As those who read the magazine with the yellow borders know so well, the most riveting tales come in the final pages of each issue, where the photographers set down their cameras and tell readers what its like to be "On Assignment." Nicklen's gorgeous new book, Polar Obsession, falls into this tradition as he introduces each chapter with another hair-raising (or harebrained) episode in his bipolar quest to document a region threatened by global warming. A single story can often take years and require multiple trips to the earth's most isolated places with 1,500 pounds of gear in tow.

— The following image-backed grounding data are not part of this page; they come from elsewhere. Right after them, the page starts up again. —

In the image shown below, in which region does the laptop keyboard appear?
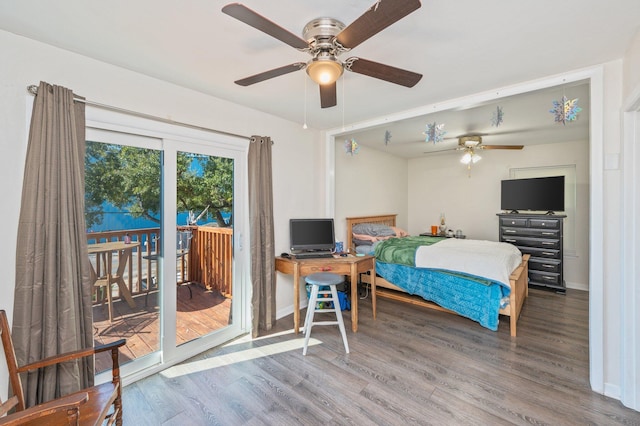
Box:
[294,252,334,259]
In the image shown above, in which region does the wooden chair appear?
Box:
[0,310,126,425]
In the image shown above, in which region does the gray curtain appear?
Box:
[248,135,276,338]
[13,81,93,407]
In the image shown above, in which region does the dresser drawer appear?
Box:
[529,270,561,286]
[517,246,561,259]
[529,218,561,229]
[502,227,559,238]
[500,217,528,227]
[528,258,561,273]
[502,236,560,249]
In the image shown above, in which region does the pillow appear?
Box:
[355,244,374,255]
[352,223,396,237]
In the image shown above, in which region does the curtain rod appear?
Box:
[27,84,252,141]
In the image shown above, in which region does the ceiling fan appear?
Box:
[221,0,423,108]
[456,135,524,167]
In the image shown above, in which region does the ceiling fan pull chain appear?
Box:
[342,73,346,131]
[303,72,308,129]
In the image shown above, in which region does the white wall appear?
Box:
[0,30,325,399]
[407,139,590,289]
[334,140,409,242]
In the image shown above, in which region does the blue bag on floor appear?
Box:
[337,291,351,311]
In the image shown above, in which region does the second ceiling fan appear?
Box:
[222,0,423,108]
[456,135,524,167]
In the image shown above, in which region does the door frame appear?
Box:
[86,107,250,385]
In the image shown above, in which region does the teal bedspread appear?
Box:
[374,237,510,331]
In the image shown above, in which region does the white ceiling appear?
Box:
[339,80,591,158]
[1,0,638,145]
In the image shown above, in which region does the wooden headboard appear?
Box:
[345,214,397,253]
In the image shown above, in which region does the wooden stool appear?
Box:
[303,272,350,356]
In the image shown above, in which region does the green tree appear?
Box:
[85,142,233,228]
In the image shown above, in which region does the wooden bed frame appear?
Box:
[346,214,529,337]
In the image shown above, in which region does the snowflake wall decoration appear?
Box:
[550,96,582,124]
[491,106,504,127]
[345,138,359,155]
[384,130,392,145]
[424,122,446,144]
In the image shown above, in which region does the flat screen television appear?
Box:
[289,218,335,253]
[501,175,565,213]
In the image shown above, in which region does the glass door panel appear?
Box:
[174,151,234,346]
[85,139,162,373]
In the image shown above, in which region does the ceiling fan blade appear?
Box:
[423,148,458,155]
[319,83,337,108]
[336,0,421,49]
[222,3,309,50]
[235,63,306,86]
[345,57,422,87]
[480,145,524,150]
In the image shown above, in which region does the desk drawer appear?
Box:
[299,263,352,275]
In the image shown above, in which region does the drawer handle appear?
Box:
[541,242,555,246]
[542,264,555,269]
[542,252,555,256]
[505,239,517,243]
[541,232,555,236]
[542,276,555,281]
[504,230,516,234]
[321,266,332,271]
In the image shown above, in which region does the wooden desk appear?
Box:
[275,254,376,334]
[88,241,140,309]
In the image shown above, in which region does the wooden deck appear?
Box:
[93,283,232,372]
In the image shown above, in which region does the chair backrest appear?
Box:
[177,230,192,254]
[0,310,26,413]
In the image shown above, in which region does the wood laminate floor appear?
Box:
[121,289,640,425]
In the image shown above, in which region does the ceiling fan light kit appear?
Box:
[222,0,423,108]
[306,54,344,85]
[460,151,481,165]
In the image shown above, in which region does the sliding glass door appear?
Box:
[86,116,248,381]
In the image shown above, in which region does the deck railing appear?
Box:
[87,226,233,302]
[189,226,233,297]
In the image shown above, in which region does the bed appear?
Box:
[346,214,529,336]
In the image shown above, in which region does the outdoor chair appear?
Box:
[0,310,126,425]
[143,230,194,302]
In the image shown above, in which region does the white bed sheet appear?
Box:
[414,238,522,288]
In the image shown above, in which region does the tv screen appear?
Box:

Nicklen camps on the ice for weeks at a time, living with Inuit hunters and feasting on raw seal meat, as he did as a child growing up on Canada's Baffin Island.  In the last 15 years, he has crash-landed an ultralight airplane, been nearly crushed by an elephant seal, and been lost in countless blizzards.

 

The book is organized by his assignments and their attendant miseries, with chapters tied to a geographic region and a focus -- no, an obsession -- on a particular creature. The cool palette of the polar zone -- the blues, whites, and grays -- and its endless, unchanging vistas would be crushing were it not for life Nicklen captures in each frame.  From the jousting of two tusked narwhals surfacing for air in an ice hole to an albatross soaring above the cliffs of South Georgia Island, Nicklen's book is a study not just in texture but in movement. In the most striking photograph in the book, he captures his beloved leopard seal in the act of decapitating a penguin: water drops hang in the air like glass marbles as the bird and its body are torn apart, connected by a scarlet tendril of flesh and entrails.

 

For all his bravado, Nicklen is not beyond introspection. He ponders the various threats to the region's wildlife and recounts his own experiences with the melting glaciers in Norway. The action shots are broken up with moments of tranquility: a seal napping on an ice floe or the eerie glow of the aurora borealis in the Yukon. Most haunting of all is the cover photo of a polar bear diving under the vanishing ice, casting its reflection on the water's surface and glancing out towards the reader with a look of utter vulnerability.